As part of the bank’s verification process, the hacker had to establish that he was me. He did this by uploading a copy of my own passport to the the bank. The laptop was brand new. By a process of elimination I guessed that the hack could have only come from within the new laptop. I did some research and discovered stories of laptops which had malicious code added to them before they reached the stores which sold them. The store which sold me mine was PC World.

I took the laptop back to them. They assured me that their machine couldn’t have been infected but offered to do a factory reset for me if I would pay them £50. I didn’t feel as though I had the choice. I use a laptop for four or five hours every day, my old laptop has slowed down so much that I can almost make a cup of coffee between typing words and seeing them appear on the screen and the inconvenience was driving me mad.

Once I had the repaired laptop back on the boat, I started the laborious process of downloading all of the applications I use on a regular basis; Microsoft Office, Open Office (because Microsoft appear unable to develop a document editing application which can convert a document to a PDF with links which actually work), Adobe Photoshop, Picasa, and half a dozen other large downloads.

Of course being on a boat and connecting to the web via a dongle, the downloads took an age, and they also resulted in me running out of data. Three offer the best roving internet connectivity in the UK, but they also offer the poorest and most frustrating experience when it comes to topping up.

If you go over your monthly allowance and if you insist on carrying on using your dongle, they charge you 10p per megabyte. Adobe Photoshop at 600mb would have cost me £60 to download. I didn’t discover this until I had been able to log into my account which involved retrieving a password which they don’t tell you when you set the dongle up.
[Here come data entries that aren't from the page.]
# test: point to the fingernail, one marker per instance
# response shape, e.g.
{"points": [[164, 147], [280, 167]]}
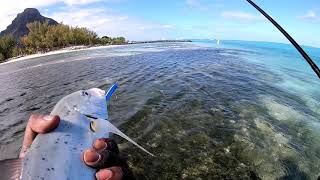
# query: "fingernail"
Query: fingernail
{"points": [[100, 144], [104, 174], [91, 156], [47, 117]]}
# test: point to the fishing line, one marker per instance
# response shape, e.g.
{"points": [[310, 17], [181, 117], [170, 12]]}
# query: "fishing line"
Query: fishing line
{"points": [[293, 42]]}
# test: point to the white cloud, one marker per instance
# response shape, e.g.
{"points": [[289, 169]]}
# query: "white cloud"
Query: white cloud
{"points": [[310, 16], [196, 4], [106, 22], [241, 16]]}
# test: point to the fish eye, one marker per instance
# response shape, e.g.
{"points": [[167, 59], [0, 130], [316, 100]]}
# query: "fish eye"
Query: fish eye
{"points": [[85, 93]]}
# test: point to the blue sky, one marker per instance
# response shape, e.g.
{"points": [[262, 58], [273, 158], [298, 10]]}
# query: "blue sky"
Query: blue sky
{"points": [[176, 19]]}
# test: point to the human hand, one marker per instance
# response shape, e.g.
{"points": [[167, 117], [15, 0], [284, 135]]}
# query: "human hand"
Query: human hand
{"points": [[103, 156]]}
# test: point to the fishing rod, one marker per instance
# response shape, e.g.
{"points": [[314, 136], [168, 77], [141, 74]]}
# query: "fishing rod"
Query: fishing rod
{"points": [[293, 42]]}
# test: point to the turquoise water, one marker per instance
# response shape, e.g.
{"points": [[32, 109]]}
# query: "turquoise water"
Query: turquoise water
{"points": [[241, 110]]}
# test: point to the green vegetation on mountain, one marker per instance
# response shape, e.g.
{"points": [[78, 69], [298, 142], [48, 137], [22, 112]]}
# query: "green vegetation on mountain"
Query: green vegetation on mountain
{"points": [[32, 33]]}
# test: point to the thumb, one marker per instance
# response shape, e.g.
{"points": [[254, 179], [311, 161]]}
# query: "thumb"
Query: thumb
{"points": [[37, 124]]}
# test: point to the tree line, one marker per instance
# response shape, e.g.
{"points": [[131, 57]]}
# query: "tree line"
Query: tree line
{"points": [[43, 37]]}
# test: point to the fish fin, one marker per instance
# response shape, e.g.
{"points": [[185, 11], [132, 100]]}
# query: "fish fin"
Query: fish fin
{"points": [[111, 128], [11, 169]]}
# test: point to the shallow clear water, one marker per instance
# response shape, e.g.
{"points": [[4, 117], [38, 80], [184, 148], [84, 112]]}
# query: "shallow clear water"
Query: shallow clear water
{"points": [[241, 110]]}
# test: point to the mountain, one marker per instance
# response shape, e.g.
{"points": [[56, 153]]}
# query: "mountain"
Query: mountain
{"points": [[18, 27]]}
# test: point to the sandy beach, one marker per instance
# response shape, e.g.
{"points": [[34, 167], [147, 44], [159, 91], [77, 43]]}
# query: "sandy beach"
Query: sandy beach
{"points": [[60, 51]]}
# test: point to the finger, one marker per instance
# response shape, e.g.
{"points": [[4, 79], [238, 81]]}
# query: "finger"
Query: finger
{"points": [[112, 173], [101, 159], [106, 144], [37, 124]]}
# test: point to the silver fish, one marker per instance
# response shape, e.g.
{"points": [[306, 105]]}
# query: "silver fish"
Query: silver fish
{"points": [[57, 155]]}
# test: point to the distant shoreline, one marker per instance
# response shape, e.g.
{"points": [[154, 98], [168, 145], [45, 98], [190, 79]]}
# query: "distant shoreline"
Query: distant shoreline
{"points": [[52, 52], [80, 48], [157, 41]]}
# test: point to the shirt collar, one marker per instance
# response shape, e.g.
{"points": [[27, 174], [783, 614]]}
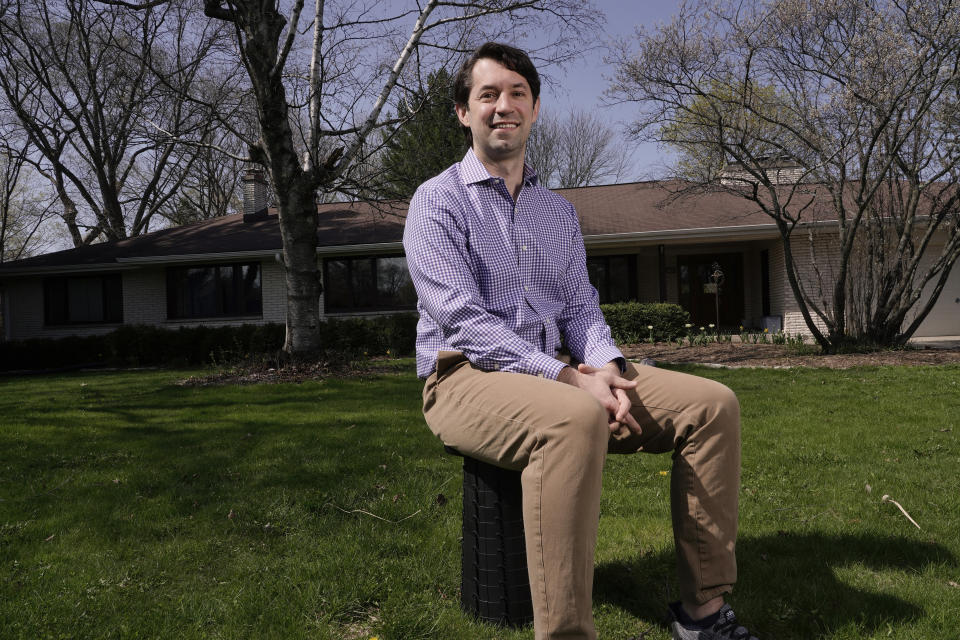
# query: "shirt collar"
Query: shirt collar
{"points": [[472, 171]]}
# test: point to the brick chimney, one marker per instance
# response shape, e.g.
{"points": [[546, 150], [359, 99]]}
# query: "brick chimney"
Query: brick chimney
{"points": [[254, 195]]}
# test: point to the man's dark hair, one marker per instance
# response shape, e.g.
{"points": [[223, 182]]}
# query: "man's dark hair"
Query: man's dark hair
{"points": [[510, 57]]}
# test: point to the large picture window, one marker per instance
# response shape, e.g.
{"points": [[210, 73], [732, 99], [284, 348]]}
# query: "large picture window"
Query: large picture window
{"points": [[380, 283], [213, 291], [614, 277], [87, 299]]}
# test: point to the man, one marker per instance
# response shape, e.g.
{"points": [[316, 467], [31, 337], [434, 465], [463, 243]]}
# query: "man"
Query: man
{"points": [[499, 267]]}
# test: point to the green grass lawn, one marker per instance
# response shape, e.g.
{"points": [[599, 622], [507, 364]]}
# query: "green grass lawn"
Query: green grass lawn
{"points": [[131, 507]]}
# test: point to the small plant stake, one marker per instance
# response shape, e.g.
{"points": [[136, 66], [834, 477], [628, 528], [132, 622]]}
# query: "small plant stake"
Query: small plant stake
{"points": [[887, 498]]}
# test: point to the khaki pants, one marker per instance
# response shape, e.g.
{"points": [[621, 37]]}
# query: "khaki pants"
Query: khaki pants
{"points": [[558, 436]]}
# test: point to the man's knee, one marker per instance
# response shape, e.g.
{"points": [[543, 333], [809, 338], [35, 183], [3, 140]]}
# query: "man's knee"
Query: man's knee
{"points": [[584, 422]]}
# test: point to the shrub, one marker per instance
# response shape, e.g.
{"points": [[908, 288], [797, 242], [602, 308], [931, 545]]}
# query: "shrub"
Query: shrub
{"points": [[629, 321]]}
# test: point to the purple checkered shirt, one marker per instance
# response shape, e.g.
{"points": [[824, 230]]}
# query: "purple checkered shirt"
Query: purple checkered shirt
{"points": [[501, 282]]}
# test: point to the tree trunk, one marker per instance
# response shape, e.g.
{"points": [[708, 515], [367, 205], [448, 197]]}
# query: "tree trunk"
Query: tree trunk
{"points": [[298, 229]]}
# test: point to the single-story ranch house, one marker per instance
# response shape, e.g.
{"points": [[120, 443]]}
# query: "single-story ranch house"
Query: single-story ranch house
{"points": [[642, 244]]}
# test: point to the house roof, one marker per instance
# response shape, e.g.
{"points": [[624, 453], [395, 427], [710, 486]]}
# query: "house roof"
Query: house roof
{"points": [[639, 212]]}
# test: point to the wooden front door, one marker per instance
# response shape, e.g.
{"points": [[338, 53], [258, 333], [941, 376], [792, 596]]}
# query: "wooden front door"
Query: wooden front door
{"points": [[702, 298]]}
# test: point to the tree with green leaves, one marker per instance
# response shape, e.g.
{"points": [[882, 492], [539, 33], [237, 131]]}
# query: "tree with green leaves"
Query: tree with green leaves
{"points": [[426, 142], [860, 96]]}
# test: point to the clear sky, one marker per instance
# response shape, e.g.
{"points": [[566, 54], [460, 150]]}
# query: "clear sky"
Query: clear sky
{"points": [[582, 85]]}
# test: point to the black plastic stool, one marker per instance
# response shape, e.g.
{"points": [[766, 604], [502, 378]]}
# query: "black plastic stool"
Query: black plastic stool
{"points": [[494, 585]]}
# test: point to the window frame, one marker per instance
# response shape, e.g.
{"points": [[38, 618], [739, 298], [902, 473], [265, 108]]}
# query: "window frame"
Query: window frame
{"points": [[373, 292], [632, 281], [111, 292], [224, 307]]}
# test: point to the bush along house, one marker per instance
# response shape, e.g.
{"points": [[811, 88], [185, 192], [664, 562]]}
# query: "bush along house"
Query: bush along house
{"points": [[644, 241]]}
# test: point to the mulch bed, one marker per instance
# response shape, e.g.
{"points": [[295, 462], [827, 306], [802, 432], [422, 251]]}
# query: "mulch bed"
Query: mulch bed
{"points": [[728, 355], [735, 355]]}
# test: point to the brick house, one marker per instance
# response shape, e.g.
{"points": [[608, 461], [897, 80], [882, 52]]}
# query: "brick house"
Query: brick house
{"points": [[643, 243]]}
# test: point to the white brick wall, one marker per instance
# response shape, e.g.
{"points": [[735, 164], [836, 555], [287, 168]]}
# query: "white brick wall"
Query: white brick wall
{"points": [[144, 302]]}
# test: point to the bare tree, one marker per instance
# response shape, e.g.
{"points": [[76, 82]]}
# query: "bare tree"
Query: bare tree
{"points": [[319, 98], [861, 97], [577, 151], [212, 187], [23, 210], [102, 94]]}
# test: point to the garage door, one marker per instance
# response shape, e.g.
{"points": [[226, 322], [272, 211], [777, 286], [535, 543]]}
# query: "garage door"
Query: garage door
{"points": [[944, 318]]}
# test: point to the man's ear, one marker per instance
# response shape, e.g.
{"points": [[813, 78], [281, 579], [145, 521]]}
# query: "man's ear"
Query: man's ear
{"points": [[463, 114]]}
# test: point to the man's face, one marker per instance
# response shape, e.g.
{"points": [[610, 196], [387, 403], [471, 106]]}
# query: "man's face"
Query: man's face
{"points": [[499, 112]]}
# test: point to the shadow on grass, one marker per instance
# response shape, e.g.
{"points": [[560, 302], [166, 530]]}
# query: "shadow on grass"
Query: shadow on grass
{"points": [[789, 585]]}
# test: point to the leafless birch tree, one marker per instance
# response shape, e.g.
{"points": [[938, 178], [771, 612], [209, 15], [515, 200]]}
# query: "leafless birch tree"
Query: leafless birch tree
{"points": [[322, 77], [578, 150], [862, 97], [101, 93], [23, 211]]}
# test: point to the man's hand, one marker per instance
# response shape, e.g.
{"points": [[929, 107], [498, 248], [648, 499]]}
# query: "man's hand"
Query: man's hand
{"points": [[609, 388]]}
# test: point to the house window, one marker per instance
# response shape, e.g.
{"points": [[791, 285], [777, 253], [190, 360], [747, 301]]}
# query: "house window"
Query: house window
{"points": [[380, 283], [213, 291], [83, 299], [614, 277]]}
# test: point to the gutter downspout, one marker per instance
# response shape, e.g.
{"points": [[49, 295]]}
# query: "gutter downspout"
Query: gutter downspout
{"points": [[662, 270]]}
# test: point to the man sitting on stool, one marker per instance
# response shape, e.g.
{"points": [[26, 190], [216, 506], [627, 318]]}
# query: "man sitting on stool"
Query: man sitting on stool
{"points": [[499, 267]]}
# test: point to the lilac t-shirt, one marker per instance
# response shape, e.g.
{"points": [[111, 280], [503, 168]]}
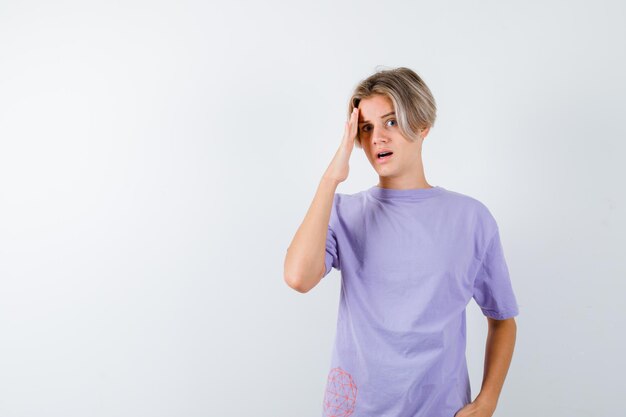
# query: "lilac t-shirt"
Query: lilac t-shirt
{"points": [[410, 262]]}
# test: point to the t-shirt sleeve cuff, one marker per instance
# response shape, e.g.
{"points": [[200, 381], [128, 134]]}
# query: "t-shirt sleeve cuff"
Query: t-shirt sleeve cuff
{"points": [[501, 314]]}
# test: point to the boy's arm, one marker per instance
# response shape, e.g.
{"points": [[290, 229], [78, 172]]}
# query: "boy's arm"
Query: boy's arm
{"points": [[306, 253], [304, 262], [498, 354]]}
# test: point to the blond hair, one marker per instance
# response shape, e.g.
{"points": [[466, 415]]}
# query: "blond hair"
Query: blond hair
{"points": [[412, 100]]}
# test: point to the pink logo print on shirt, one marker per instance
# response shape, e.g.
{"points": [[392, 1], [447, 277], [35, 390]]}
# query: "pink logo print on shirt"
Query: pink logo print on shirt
{"points": [[340, 396]]}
In order to determine the password you need to tell them the sim serial number. The sim is in the dongle which, in my case, is on the boat roof.

In the end, to keep myself online until my next month’s allowance kicked in, I had to buy a PAYG sim and use that as an interim measure.

Finally back online, and with a huge backlog of work on the site, my first job was to secure my identity and access to all of the sites I use. I upgraded my antivirus software and I also bought an application which generated complex passwords, encrypted them and password protected the passwords in secure vault online.

Finally my life was back to normal and I was safe… or so I thought.

I checked my bank account on Sunday. I check it most days because I reconcile it with an accounts package, mainly so that I can record my boat expenses for Living on a Narrowboat: The Real Cost of a Life AfloatI noticed that £500 had been withdrawn in Bristol. Sally and I live on the boat in Warwickshire, 100 miles from Bristol. Neither of us have been there for years.

I called Mastercard’s lost or stolen credit card hotline immediately. I told them that neither of us had lost our cards but that there had been an unauthorised withdrawal from the account. Both Sally’s card and my card were stopped immediately. I told them that I wanted the account frozen as well as putting the block on the cards.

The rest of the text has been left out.